The World Health Organization has approved the use of a rapid blood test for the detection of Ebola. Though it is less accurate than current tests, it does not require electricity and so can be used more widely.
Prof. David Evans, Professor of Virology, University of Warwick, said:
“One of the early bottlenecks in controlling the outbreak of Ebola in West Africa was the time taken to diagnosis. The gold-standard test uses the polymerase chain reaction (PCR) which necessitates a well-equipped laboratory and trained personnel. It also takes time, both to undertake the test and to transport the patient blood sample to the laboratory for testing. This new test can be used in the field, so significantly reducing time to diagnosis. Since the test detects viral proteins it is likely less sensitive than the PCR assay and so may not detect virus-infected patients until a later stage in infection. This is important because the earlier treatment is initiated the more likely the patient will respond to supportive care. The false-negative rate (i.e. infected patients who are tested and appear uninfected) and false-positive rate (i.e. uninfected patients who are tested and appear to be infected) means the PCR test will remain the gold-standard and must still be conducted. Nevertheless, methods that reduce the time to accurate early diagnosis are clearly desirable.”
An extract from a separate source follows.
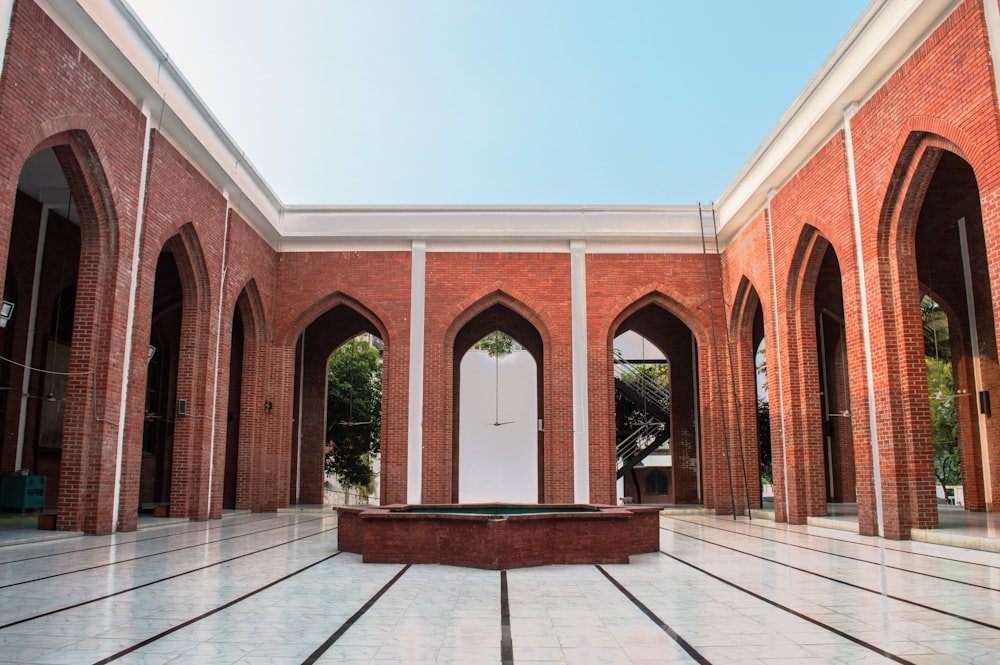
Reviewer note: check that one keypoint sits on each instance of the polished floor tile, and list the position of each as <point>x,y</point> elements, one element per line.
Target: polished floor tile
<point>255,589</point>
Dr Ben Neuman, Lecturer in Virology, University of Reading, said:
“The new antigen test is not a game-changer, but it is another useful tool in the fight against Ebola. The new test is small, cheap and portable, but is less sensitive than the gold-standard test that is used to diagnose early-stage Ebola in the clinics now. The new test could help to quickly confirm outbreaks in remote areas without the need to send samples to a testing clinic and wait for results. The new test isn’t about saving the lives of infected people, but it can help in the long run by making it easier and quicker to detect Ebola outbreaks.”